- 12 Apr 2012
A new Article 110/1 of the law on insurance contracts states that, in the event that the legal heirs are designated as beneficiaries without being mentioned by name, the insurance benefit has to be paid to the policy holder's estate, unless counter-proof is provided or if otherwise agreed upon.
Life insurance contracts often include a standard formula stating that, in the event of death, the beneficiaries of the insurance benefit are the spouse, if none, the descendants ((grand)children) or if none, the legal heirs.
In practice, this could cause problems when the policyholder does not have a spouse or (grand)children, but a life partner since some years. Notwithstanding the fact that that he or she drafted a will in favour of the life partner, the insurance company will have to pay the insurance benefit to the 'legal' heirs, who are often distant relatives, as determined in the standard formula. Often this does not correspond with the policyholder's wishes. Based on the new Article 110/1, the insurance benefit will go to the testamentary heir (in the above-described situation: the life partner).
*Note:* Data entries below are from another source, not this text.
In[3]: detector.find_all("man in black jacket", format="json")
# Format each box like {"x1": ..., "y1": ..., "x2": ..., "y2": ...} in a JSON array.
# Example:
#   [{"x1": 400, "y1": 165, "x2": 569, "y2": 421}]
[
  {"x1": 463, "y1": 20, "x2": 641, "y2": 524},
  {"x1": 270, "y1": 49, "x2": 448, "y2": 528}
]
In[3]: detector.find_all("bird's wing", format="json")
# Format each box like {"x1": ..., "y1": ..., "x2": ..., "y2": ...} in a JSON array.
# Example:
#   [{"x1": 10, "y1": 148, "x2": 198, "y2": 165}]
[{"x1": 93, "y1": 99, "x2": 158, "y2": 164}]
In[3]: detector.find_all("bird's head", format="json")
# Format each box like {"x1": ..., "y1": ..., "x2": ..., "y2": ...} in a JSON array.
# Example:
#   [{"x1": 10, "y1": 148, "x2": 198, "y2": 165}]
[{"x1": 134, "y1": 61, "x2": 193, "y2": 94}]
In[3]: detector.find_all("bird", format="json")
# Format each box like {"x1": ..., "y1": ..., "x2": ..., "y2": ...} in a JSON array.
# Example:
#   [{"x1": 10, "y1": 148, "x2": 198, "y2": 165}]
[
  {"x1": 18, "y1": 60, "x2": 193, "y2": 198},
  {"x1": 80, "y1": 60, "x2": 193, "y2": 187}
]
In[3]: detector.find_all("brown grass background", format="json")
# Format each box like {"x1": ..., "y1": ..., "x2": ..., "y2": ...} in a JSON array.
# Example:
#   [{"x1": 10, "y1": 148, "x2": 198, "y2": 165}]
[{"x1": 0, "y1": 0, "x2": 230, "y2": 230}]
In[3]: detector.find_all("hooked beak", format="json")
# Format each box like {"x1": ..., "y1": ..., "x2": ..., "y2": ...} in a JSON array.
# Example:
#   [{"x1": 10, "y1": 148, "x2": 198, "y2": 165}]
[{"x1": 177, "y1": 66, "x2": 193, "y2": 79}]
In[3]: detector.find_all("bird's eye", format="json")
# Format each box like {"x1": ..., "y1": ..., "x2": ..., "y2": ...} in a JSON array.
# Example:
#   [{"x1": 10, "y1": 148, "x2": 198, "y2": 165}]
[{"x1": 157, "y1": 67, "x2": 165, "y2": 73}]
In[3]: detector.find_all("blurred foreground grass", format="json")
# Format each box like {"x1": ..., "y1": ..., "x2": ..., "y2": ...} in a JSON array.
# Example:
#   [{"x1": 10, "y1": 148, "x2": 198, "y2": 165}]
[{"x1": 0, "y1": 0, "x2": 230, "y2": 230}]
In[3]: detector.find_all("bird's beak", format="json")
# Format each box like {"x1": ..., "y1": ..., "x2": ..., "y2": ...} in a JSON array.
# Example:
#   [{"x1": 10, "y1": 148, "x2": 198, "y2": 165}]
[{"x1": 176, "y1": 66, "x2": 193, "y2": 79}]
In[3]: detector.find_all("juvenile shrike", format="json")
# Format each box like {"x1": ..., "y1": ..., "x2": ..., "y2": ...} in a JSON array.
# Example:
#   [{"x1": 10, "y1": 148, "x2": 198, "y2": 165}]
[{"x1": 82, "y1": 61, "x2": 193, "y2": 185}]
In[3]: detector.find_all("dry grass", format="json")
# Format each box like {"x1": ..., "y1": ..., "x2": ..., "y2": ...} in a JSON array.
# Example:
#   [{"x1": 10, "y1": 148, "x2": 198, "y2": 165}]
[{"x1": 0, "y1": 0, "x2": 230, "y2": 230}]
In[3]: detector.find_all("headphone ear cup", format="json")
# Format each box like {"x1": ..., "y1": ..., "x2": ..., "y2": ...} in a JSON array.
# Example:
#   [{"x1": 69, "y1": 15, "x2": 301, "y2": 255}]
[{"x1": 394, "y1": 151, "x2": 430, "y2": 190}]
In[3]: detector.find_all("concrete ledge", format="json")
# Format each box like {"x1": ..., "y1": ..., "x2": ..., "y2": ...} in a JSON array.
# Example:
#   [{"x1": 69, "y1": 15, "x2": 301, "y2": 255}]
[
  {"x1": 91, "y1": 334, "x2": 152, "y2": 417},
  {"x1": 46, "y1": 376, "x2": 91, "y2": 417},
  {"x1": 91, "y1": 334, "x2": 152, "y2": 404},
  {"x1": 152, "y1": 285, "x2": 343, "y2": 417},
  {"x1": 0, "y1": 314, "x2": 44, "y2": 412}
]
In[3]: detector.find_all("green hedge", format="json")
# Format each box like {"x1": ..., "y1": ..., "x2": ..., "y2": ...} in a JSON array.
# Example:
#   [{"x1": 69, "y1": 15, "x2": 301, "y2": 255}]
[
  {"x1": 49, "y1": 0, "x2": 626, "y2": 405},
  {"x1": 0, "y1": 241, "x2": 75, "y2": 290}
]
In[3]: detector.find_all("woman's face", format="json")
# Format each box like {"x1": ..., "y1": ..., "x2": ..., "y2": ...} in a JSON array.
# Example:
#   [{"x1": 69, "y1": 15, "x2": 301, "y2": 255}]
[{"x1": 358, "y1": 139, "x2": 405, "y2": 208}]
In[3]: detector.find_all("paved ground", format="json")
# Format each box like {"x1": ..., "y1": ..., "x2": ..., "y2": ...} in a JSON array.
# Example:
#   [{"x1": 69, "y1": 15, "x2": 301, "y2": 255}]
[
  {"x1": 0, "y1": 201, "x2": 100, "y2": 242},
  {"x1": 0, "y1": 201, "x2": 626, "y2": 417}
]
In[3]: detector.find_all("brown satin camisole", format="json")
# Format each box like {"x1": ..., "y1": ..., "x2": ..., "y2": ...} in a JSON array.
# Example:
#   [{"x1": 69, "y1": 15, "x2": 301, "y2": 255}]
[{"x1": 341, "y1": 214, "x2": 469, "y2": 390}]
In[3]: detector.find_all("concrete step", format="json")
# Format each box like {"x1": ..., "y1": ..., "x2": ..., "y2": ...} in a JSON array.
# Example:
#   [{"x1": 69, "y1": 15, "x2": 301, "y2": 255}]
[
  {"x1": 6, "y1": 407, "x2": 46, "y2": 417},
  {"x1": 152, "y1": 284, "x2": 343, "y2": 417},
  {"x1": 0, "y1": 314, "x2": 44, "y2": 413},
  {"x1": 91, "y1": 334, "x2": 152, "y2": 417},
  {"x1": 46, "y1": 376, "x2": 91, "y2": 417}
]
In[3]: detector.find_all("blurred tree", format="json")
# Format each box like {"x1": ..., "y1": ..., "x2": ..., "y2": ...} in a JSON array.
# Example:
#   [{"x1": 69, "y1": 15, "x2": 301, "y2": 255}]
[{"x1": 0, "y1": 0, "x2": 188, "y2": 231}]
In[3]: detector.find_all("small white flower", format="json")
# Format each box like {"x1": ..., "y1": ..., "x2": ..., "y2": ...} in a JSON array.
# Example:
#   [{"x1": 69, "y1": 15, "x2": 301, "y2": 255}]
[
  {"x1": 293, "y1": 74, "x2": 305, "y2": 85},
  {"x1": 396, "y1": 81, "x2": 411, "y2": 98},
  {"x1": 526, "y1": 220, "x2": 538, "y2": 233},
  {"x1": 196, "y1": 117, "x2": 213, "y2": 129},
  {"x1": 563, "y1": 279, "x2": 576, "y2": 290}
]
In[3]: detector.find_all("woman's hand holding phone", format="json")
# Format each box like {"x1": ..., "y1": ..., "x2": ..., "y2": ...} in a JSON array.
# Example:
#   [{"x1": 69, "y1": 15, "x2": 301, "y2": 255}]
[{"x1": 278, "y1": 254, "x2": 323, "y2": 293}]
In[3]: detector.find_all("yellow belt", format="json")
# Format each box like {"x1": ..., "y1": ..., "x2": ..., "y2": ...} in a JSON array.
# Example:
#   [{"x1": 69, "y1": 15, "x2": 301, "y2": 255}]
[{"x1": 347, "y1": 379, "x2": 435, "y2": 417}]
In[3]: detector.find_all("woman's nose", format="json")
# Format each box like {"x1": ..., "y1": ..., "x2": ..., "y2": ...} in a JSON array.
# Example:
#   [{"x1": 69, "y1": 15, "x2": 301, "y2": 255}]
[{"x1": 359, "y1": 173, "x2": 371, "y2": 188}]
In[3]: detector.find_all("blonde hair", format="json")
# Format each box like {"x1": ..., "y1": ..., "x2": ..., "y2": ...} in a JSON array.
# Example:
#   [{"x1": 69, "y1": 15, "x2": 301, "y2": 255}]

Indeed, the insurance benefit now falls into the policyholder's estate, and in the event of a distribution, the testamentary heir will take precedence over the legal heirs (provided that they do not have a legal privilege).
This new Article, inserted by the Act of 24 February 2012, was immediately applicable to new agreements as from 5 March 2012. A transitional period of two years (until 5 March 2014) is provided for existing contracts, during which the insurance companies have time to inform their policyholders.
In principle, the new rule is only applicable to individual and collective life insurance contracts (group insurance contracts with death coverage) and not on death coverage provided in pension funds (IBPs). A regulation on pension funds that provides a beneficiary clause referring to the "legal heirs" should therefore also better be clarified, since this includes the same issue.